Gardeners often want to grow flowering plants that attract bees, butterflies, and other pollinators. Those gardeners might intend primarily to support plant pollination and garden aesthetics (butterflies always delight the eye), but their plant selection also supports the food chain.
As we develop our garden and select plants from this ecological perspective, we might favor plants that are native to our local environment. The rationale for preferring native plants reflects an assumption that the insects and other wildlife in our gardens know and prefer plants that they have encountered throughout their lives, and the lives of their preceding generations. Surely, wild creatures communicate survival knowledge to their offspring at least by demonstration.
For such reasons, I have favored native plants because of their presumed appeal to local wildlife, in addition to the compatibility of native plants with native soil, climate, and plant communities. The logical application to this view is for the gardener to fill the garden with native plants.
This approach to landscaping succeeds. We are not here to negate gardening in the Monterey Bay area with California native plants.
I have become aware, however, of another layer of thought to consider.
In a recent issue of Horticulture magazine, entomologist Eric Grissell described a wildlife gardening study, “Plants for Bugs,” conducted by England’s Royal Horticultural Society.
I visited the project’s website to learn about this project. Its first bulletin for gardeners is titled “Gardens as Habitats for Pollinators” (August 2015). This column addresses the study’s methods and findings related to pollinators.

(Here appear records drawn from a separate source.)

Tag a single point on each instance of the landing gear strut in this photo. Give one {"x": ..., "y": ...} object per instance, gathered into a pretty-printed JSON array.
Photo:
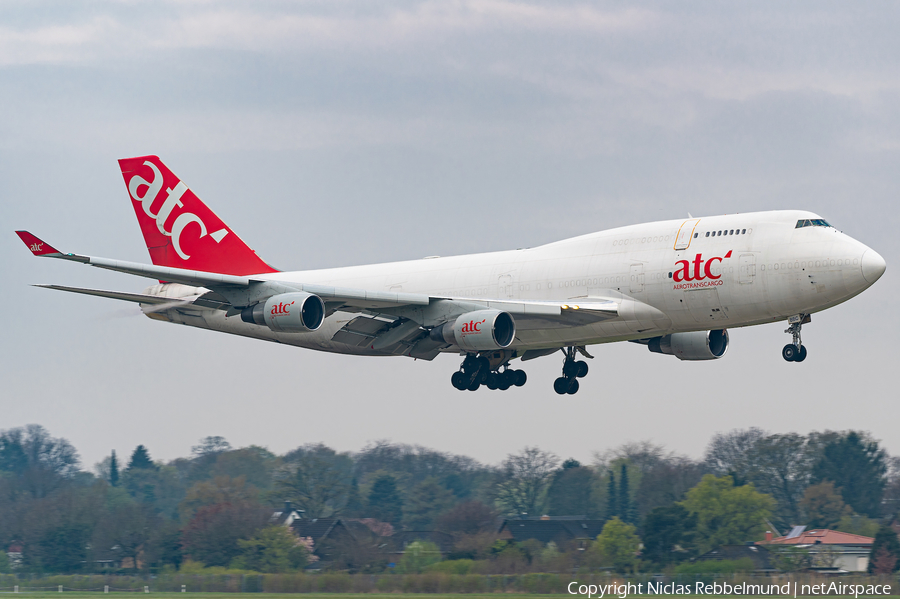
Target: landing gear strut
[
  {"x": 477, "y": 370},
  {"x": 795, "y": 351},
  {"x": 572, "y": 371}
]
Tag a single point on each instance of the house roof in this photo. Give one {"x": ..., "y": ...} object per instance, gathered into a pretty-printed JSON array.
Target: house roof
[
  {"x": 552, "y": 530},
  {"x": 821, "y": 536},
  {"x": 759, "y": 555},
  {"x": 315, "y": 528}
]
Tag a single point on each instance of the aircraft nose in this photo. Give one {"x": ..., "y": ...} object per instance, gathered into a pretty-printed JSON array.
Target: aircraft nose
[{"x": 872, "y": 265}]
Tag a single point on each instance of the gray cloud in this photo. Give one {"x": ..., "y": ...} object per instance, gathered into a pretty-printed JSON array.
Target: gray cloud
[{"x": 416, "y": 128}]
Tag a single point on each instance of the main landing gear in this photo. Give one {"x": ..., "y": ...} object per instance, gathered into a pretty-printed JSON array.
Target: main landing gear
[
  {"x": 477, "y": 370},
  {"x": 572, "y": 371},
  {"x": 795, "y": 351}
]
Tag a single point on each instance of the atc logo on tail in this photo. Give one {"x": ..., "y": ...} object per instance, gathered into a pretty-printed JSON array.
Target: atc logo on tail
[{"x": 176, "y": 224}]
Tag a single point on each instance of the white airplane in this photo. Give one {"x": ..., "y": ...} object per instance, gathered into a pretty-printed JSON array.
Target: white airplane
[{"x": 675, "y": 286}]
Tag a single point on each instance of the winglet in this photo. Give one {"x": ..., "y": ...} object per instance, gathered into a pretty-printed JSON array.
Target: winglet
[{"x": 37, "y": 246}]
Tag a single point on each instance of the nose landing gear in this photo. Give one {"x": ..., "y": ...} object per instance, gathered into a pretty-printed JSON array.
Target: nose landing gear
[
  {"x": 795, "y": 351},
  {"x": 572, "y": 371},
  {"x": 477, "y": 370}
]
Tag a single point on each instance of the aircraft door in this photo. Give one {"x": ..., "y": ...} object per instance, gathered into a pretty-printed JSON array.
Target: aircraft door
[
  {"x": 685, "y": 234},
  {"x": 704, "y": 305},
  {"x": 637, "y": 278},
  {"x": 748, "y": 268},
  {"x": 505, "y": 286}
]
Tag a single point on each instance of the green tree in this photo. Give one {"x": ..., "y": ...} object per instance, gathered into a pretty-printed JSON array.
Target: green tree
[
  {"x": 273, "y": 550},
  {"x": 524, "y": 479},
  {"x": 617, "y": 545},
  {"x": 222, "y": 489},
  {"x": 126, "y": 529},
  {"x": 384, "y": 502},
  {"x": 665, "y": 529},
  {"x": 417, "y": 556},
  {"x": 570, "y": 493},
  {"x": 885, "y": 555},
  {"x": 255, "y": 464},
  {"x": 823, "y": 505},
  {"x": 731, "y": 453},
  {"x": 355, "y": 507},
  {"x": 36, "y": 463},
  {"x": 212, "y": 535},
  {"x": 158, "y": 487},
  {"x": 113, "y": 469},
  {"x": 612, "y": 508},
  {"x": 624, "y": 502},
  {"x": 425, "y": 503},
  {"x": 789, "y": 558},
  {"x": 726, "y": 515},
  {"x": 858, "y": 467},
  {"x": 781, "y": 467},
  {"x": 140, "y": 460}
]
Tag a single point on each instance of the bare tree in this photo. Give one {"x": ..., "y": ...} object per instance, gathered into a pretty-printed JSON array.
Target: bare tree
[
  {"x": 729, "y": 453},
  {"x": 524, "y": 479},
  {"x": 317, "y": 480},
  {"x": 781, "y": 466}
]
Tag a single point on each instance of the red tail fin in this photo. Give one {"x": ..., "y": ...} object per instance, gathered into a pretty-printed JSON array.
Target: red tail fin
[{"x": 180, "y": 231}]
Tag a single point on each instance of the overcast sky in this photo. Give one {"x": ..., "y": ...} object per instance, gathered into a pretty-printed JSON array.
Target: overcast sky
[{"x": 335, "y": 133}]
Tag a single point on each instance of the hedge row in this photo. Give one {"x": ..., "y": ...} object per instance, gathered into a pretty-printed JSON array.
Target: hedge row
[{"x": 434, "y": 582}]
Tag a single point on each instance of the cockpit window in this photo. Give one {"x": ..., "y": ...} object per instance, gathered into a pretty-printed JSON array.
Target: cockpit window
[{"x": 812, "y": 222}]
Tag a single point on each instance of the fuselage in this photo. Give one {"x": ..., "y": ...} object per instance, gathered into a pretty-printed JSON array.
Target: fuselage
[{"x": 669, "y": 276}]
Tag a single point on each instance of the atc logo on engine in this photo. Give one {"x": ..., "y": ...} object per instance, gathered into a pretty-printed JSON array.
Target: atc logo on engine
[
  {"x": 472, "y": 327},
  {"x": 280, "y": 308}
]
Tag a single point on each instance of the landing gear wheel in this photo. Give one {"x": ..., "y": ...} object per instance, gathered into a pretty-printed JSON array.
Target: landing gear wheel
[
  {"x": 581, "y": 369},
  {"x": 795, "y": 351},
  {"x": 457, "y": 379},
  {"x": 493, "y": 381},
  {"x": 509, "y": 376},
  {"x": 790, "y": 352},
  {"x": 561, "y": 385},
  {"x": 521, "y": 377}
]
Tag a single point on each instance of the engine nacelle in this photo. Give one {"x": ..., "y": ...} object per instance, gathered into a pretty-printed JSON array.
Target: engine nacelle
[
  {"x": 699, "y": 345},
  {"x": 298, "y": 312},
  {"x": 478, "y": 331}
]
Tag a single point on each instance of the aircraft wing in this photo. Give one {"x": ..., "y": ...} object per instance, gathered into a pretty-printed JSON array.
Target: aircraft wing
[{"x": 240, "y": 291}]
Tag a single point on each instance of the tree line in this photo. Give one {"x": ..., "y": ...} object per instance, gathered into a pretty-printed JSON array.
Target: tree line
[{"x": 214, "y": 507}]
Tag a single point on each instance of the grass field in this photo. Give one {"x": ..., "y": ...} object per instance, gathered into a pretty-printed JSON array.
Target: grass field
[{"x": 120, "y": 595}]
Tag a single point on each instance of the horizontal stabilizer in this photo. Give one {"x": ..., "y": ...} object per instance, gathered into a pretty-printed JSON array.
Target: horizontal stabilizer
[
  {"x": 37, "y": 246},
  {"x": 139, "y": 298}
]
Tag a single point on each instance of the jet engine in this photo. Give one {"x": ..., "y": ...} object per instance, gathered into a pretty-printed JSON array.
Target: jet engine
[
  {"x": 699, "y": 345},
  {"x": 287, "y": 313},
  {"x": 478, "y": 331}
]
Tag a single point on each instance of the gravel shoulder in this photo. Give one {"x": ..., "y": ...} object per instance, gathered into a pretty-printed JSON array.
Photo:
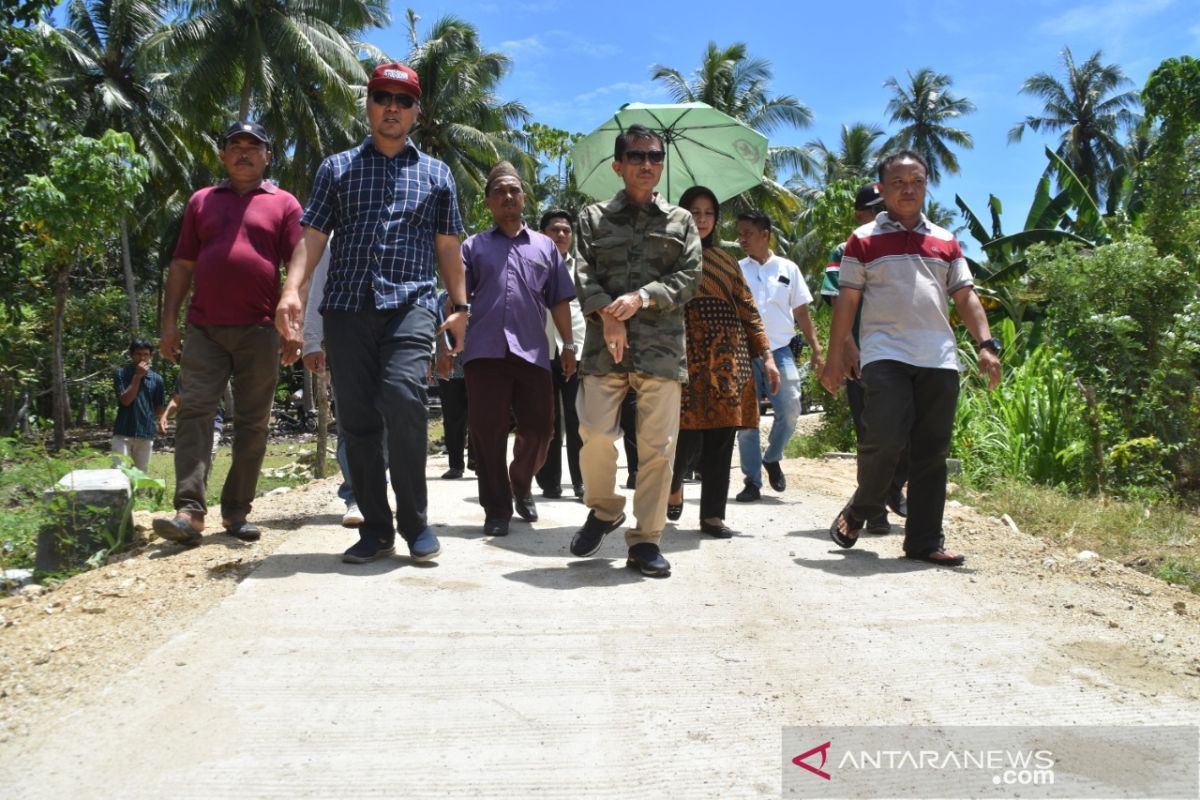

The study’s approach was to observe the numbers of times pollinating insects land on flowers of plants with each of three different origins: United Kingdom natives; other Northern hemisphere natives, i.e., plants from regions similar to the UK; and Southern hemisphere natives, i.e., plants from climates and habitats that are different from the UK.
The study’s original recommendations are oriented to the United Kingdom, but they could be applied reasonably to other gardening environs. Accordingly, I have modified the wording of these statements to relate them to gardening in the Monterey Bay area.
- Gardeners should plant a mix of flowering plants from different countries and regions;
- Plant selection should emphasize plants that are native to California’s central coast, or to the Mediterranean climate areas;
- Regardless of plant origins, the more flowers the garden can offer throughout the year, the greater number of pollinators it will attract and support.
Plants that are native to the garden area are still important, but gardens serve pollinators best when they have large numbers of flowers and a long flowering season, regardless of the origins of the plants.
In a future column, we’ll review this project’s second bulletin, “Gardens as Habitats for Plant-Dwelling Invertebrates” (August 2017).